To the world, Nina Craig was the model walking down a Florence street in American Girl in Italy, the famous photo snapped by photographer Ruth Orkin in 1951. It depicted the tall, elegant Craig strolling past a throng of appreciative Italian men and wound up being reproduced in magazines, books, calendars, postcards and posters.

But to many in Hamilton and Burlington, Craig was one half of a prominent couple who freely gave their time to a dozen cultural interests. This included Theatre Aquarius, the Hamilton Philharmonic Orchestra, the Art Gallery of Hamilton, Opera Hamilton, the McMaster Children’s Hospital, the Hamilton Children’s Choir and Conservation Halton.

Craig — who died May 2 in Toronto at the age of 90 — spent two decades of her life in Burlington with husband Ross Craig, a Dofasco executive she met while working in New York City as an advertising copywriter in the early 1970s and who she married in 1978 (they lived for a time in Campbellville).

In 1992, the couple were recognized with the Lescarbot award, presented by the federal government to people who have contributed much to their arts community. The ceremony at the Burlington Cultural Centre heard how the couple were instrumental in helping raise $1 million for the Halton conservation foundation to rebuild an Indian village at Crawford Lake. Their next project was to raise $600,000 to build a bird sanctuary at Mountsberg Conservation Area.

“It’s been fun and exciting,” Mrs. Craig said after she and her husband received the award for their contribution to the community.

In 1996, Craig received a Cornerstone Award from the Chedoke-McMaster Hospital Foundation for starting a program called Kids Fun Club and in 2003 she was named to the Ralph Sherwood Honour Roll, named for a longtime director of Conservation Halton.

Born Ninalee Allen in Indianapolis, and raised in a town outside New York City, it was just by chance Craig wound up in an American Girl in Italy. She told The Spectator in 1992 that she had just graduated from college and went to Florence to study art for a year. She had met Orkin before and one day she bumped into her and was asked if she would be a model for the day. She said Orkin took photos of her walking along a river and then they came to the street with about 15 men on it, lined up near the corner.

“Then, at a certain moment, she turned around, snapped it, and then said stop, took one more, and then we went on. This is not a set-up picture.”

Orkin took other photos of her that day, including one in a MG roadster. The photo of her walking down the street first appeared in Cosmopolitan in 1952 tied to an article about young women travelling in Europe. Then it took off.

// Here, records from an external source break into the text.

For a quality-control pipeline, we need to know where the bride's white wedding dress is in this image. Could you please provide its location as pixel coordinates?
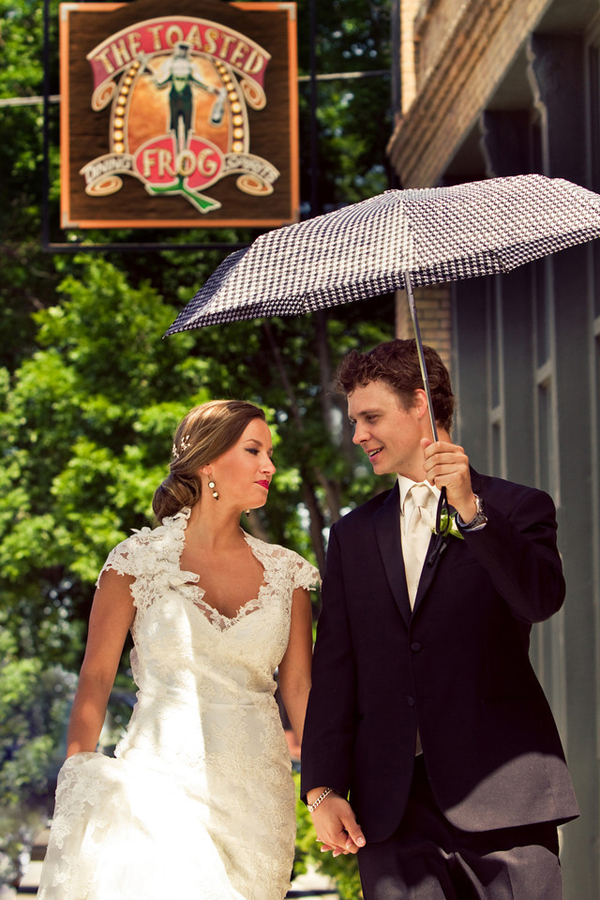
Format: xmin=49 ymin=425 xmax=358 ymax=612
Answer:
xmin=38 ymin=509 xmax=318 ymax=900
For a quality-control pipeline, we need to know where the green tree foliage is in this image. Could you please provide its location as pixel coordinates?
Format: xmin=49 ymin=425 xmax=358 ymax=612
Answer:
xmin=0 ymin=0 xmax=394 ymax=884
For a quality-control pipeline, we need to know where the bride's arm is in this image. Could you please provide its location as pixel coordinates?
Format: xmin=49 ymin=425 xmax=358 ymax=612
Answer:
xmin=67 ymin=569 xmax=135 ymax=757
xmin=279 ymin=588 xmax=312 ymax=743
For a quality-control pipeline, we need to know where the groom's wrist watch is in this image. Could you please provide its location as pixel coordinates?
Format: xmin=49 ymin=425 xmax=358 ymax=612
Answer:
xmin=456 ymin=494 xmax=488 ymax=531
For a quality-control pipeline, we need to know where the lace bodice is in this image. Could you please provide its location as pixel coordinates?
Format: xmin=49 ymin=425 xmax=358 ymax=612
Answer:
xmin=40 ymin=509 xmax=318 ymax=900
xmin=102 ymin=509 xmax=318 ymax=768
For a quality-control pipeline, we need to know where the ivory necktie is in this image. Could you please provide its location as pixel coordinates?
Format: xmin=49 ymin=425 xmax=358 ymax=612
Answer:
xmin=402 ymin=484 xmax=435 ymax=608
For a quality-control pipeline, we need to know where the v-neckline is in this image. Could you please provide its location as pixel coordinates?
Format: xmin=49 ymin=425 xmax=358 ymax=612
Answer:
xmin=177 ymin=515 xmax=269 ymax=631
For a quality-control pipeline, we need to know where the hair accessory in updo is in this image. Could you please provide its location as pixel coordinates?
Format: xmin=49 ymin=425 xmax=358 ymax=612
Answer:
xmin=173 ymin=434 xmax=190 ymax=459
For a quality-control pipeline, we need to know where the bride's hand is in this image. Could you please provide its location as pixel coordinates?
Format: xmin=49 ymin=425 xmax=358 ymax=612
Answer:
xmin=312 ymin=793 xmax=366 ymax=856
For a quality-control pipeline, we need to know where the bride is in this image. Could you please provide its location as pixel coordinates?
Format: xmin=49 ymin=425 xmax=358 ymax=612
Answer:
xmin=38 ymin=400 xmax=318 ymax=900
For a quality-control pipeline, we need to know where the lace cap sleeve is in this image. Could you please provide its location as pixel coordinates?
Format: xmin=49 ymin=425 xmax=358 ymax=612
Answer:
xmin=96 ymin=529 xmax=150 ymax=587
xmin=96 ymin=507 xmax=190 ymax=584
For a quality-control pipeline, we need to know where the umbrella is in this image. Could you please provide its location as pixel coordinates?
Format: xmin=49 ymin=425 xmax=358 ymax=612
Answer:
xmin=165 ymin=175 xmax=600 ymax=440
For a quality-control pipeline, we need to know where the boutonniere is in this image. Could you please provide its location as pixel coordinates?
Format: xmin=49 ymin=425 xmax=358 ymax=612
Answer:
xmin=431 ymin=509 xmax=465 ymax=541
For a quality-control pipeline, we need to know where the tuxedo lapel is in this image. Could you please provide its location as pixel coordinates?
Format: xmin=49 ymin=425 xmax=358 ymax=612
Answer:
xmin=413 ymin=468 xmax=481 ymax=612
xmin=373 ymin=482 xmax=411 ymax=625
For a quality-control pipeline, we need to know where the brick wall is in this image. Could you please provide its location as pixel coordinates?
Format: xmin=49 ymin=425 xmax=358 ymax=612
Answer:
xmin=388 ymin=0 xmax=548 ymax=188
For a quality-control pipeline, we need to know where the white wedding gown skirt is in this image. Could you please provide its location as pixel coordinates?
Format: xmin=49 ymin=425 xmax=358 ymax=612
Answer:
xmin=38 ymin=510 xmax=318 ymax=900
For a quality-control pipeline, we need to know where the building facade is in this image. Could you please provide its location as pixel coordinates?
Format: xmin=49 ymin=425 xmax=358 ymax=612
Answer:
xmin=388 ymin=0 xmax=600 ymax=900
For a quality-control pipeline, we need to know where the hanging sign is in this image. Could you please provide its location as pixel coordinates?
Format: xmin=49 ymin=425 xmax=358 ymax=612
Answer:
xmin=60 ymin=0 xmax=299 ymax=228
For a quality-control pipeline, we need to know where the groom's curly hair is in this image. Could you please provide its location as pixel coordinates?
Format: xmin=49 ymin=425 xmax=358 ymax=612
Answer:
xmin=333 ymin=338 xmax=454 ymax=432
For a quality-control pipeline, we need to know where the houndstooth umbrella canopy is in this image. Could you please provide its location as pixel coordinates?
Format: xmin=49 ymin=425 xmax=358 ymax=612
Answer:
xmin=166 ymin=175 xmax=600 ymax=335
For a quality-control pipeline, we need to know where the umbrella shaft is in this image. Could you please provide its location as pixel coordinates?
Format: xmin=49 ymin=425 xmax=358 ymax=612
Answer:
xmin=404 ymin=272 xmax=438 ymax=441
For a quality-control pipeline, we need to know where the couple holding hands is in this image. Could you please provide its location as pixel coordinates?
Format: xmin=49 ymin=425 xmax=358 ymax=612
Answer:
xmin=38 ymin=340 xmax=578 ymax=900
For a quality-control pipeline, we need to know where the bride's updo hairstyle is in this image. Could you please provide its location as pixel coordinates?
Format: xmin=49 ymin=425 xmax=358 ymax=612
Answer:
xmin=152 ymin=400 xmax=266 ymax=522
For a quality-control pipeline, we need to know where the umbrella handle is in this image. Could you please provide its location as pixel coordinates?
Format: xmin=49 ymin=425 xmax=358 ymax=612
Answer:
xmin=404 ymin=271 xmax=438 ymax=441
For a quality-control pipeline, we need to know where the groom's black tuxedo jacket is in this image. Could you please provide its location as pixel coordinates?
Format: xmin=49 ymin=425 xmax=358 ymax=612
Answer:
xmin=302 ymin=471 xmax=578 ymax=841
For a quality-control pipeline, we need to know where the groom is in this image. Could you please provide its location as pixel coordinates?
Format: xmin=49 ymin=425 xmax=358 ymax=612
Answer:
xmin=302 ymin=340 xmax=578 ymax=900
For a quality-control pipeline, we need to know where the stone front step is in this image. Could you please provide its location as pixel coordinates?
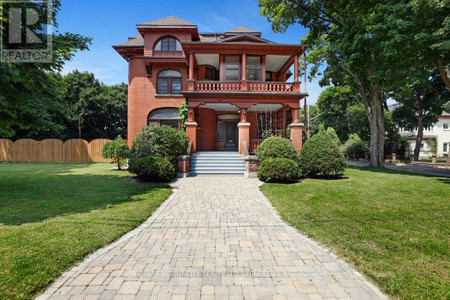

Craig recalled getting the shock of her life after she returned to New York City. “I walked into Grand Central Station and a huge version of the picture was on the wall. Ruth had sold the picture to Kodak or something.”

In 1961, the photo appeared in the Life World Library hardcover book on Italy. It did not go over well with the aristocratic and conservative family from Venice she had married into, especially her mother-in-law. The marriage ended in 1973.

Some see the photo as an example of harassment, but Craig never did, though she admitted women had a very different reaction to it than men. She said she was not afraid when she walked by the men and found out after she met Ross Craig the man on the scooter later became one of his business partners.

“I was just holding my shawl, running the gauntlet is a good way to put it. I felt like I had a job to do. I was going and nothing was going to keep me from my determined destination.”

She remained friends with Orkin (who died in 1985), but told The Spec the secret of the photo’s popularity always eluded her.